- France
- Black Metal
- Solar Asceticists Productions
- 11 avril 2024
Étroitement liée au label qui l’a promue par le passé, l’histoire de K.L.L.K propose en ce mois d’avril un nouveau chapitre chargé d’émotion. Ledit label, l’estimable Solar Asceticists Productions, se retire de la course après avoir abreuvé son monde de sorties audacieuses et d’une identité graphique toujours captivante. Les sorties s’étant raréfiées depuis la pandémie, l’annonce n’a pas surpris grand monde, mais elle attriste quand même. Il revient désormais à K.L.L.K, dont l’album La Voie : Atlantis Nostrum est la dernière du label, de faire honneur à cette entité hors du commun. Et les ingrédients utilisés font mouche.
Muette depuis quatre ans, la formation occitane signe un retour remarqué avec cette nouvelle sortie pour le moins énigmatique — comme à l’accoutumée me direz-vous. On ne sait jamais vraiment où l’on met les pieds avec K.L.L.K, mais le voyage vaut systématiquement le détour. Le quatuor accueille son auditoire avec un titre introductif à rallonge qui a le mérite de poser un décor déchirant sur le contenu qui lui fera suite. On y évoque la Méditerranée et son statut de témoin immuable du passage du temps, le tout sur fond de nappes de guitares répétitives et entêtantes à souhait. Non, K.L.L.K n’a rien perdu de son affectation pour la symbolique antique et les cultures anciennes.

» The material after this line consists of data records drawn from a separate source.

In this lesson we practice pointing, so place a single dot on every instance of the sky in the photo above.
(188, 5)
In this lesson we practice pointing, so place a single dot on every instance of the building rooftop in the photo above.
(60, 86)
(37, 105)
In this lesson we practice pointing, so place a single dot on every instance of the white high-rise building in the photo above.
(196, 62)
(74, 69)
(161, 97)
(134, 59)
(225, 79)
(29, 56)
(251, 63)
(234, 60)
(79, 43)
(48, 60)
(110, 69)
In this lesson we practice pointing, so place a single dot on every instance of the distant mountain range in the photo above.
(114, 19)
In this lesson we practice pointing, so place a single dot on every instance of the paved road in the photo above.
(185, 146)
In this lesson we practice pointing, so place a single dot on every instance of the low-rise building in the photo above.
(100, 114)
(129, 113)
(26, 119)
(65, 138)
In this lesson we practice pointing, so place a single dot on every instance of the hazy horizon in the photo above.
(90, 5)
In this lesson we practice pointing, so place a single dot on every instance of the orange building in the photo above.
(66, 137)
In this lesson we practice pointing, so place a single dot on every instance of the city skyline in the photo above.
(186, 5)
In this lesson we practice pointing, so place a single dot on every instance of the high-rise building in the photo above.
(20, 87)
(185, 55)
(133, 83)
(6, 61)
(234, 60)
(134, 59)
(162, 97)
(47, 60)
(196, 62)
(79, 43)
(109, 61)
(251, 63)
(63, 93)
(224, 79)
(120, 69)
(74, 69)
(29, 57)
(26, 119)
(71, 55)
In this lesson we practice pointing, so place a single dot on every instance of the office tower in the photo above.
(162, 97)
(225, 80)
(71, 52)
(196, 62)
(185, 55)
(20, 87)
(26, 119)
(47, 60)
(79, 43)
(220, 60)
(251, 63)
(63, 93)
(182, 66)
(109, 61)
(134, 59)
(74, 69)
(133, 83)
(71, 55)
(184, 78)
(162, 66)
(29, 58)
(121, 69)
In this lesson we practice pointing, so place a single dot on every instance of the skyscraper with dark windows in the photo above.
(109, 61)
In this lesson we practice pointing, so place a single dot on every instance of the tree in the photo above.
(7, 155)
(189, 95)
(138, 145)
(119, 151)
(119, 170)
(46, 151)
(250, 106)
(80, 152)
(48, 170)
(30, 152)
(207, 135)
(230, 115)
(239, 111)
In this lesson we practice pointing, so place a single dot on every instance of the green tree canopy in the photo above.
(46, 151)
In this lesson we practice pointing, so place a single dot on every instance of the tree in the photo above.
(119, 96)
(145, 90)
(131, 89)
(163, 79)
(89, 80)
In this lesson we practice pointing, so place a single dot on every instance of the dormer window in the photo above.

Beaucoup d’émotion est palpable, et celle-ci atteindra (déjà) son apogée sur le titre suivant, le saisissant « Voie I : Exhumation ». Fondant sur sa proie avec une aisance parfaitement dangereuse, ce deuxième titre ne se contente pas de proposer un black metal cru et poignant pour la première fois sur La Voie : Atlantis Nostrum, il enserre, enveloppe et captive comme rarement. Est-ce dû à ses riffs obsédants et lancinants ? À sa rythmique étonnamment accrocheuse ? Aux chants absolument torturés que l’on entend en arrière-plan ? Probablement un peu tout ça à la fois. Une chose est sûre, « Voie I : Exhumation » est un titre auquel il est risqué d’accorder trop de temps de parole. On l’aime autant qu’on le craint. Sublime.
Ce registre tragique — que l’on retrouve d’ailleurs autant dans la musique que dans le ton donné aux textes — est véritablement ce qui donne corps à la puissance de La Voie : Atlantis Nostrum. Si les autres titres se montrent moins épileptiques, on retrouve toujours cette espèce d’acceptation d’un sort effroyable, comme en témoigne la résignation qui émane de « Voie II : Incarnation », qui évoque un certain fatalisme, là où son prédécesseur étale une peur panique sept minutes durant. Passé l’interlude aux accents expérimentaux et quasi-cosmiques, K.L.L.K sert un dernier titre black metal à ses ouailles, principalement marqué par la présence d’un riff bien plus aérien que ceux entendus jusqu’alors. Les chants torturés sont toujours là, comme s’il fallait rappeler l’humilité de la démarche du quatuor. Aérien, mais pas trop.
D’un bout à l’autre de l’album, on persiste à tomber sur un certain goût pour le ritualiste, le symbolique, voire l’ésotérique. Les sujets y sont nobles et abstraits. On y évoque l’incarnation et l’excarnation, on y aborde l’alchimie et la philosophie, on parle d’ekpurosis, sans jamais perdre ce lien avec les anciens. Au risque de surinterpréter, il est toujours très plaisant d’avoir affaire à des artistes poussant leur démarche sur le plan thématique. On épaissit dès lors un contenu musical qui ne demande qu’à être augmenté. Et dans le cas de K.L.L.K, l’association marche du tonnerre.
Après avoir rendu l’âme sur un « Outro – Union (Par la mer) » des plus doux, La Voie : Atlantis Nostrum s’éteint, non sans avoir secoué son public. Un album fort singulier que voici, comme toujours avec l’entité française, dont les sorties sont rares mais toujours précieuses. K.L.L.K rend ainsi un hommage appuyé et digne à la bannière qui l’a suivie au combat. L’histoire de cet album est indissociable de la mort annoncée de Solar Asceticists Productions, dont l’identité et l’extravagance manqueront sans doute beaucoup à une partie de la scène.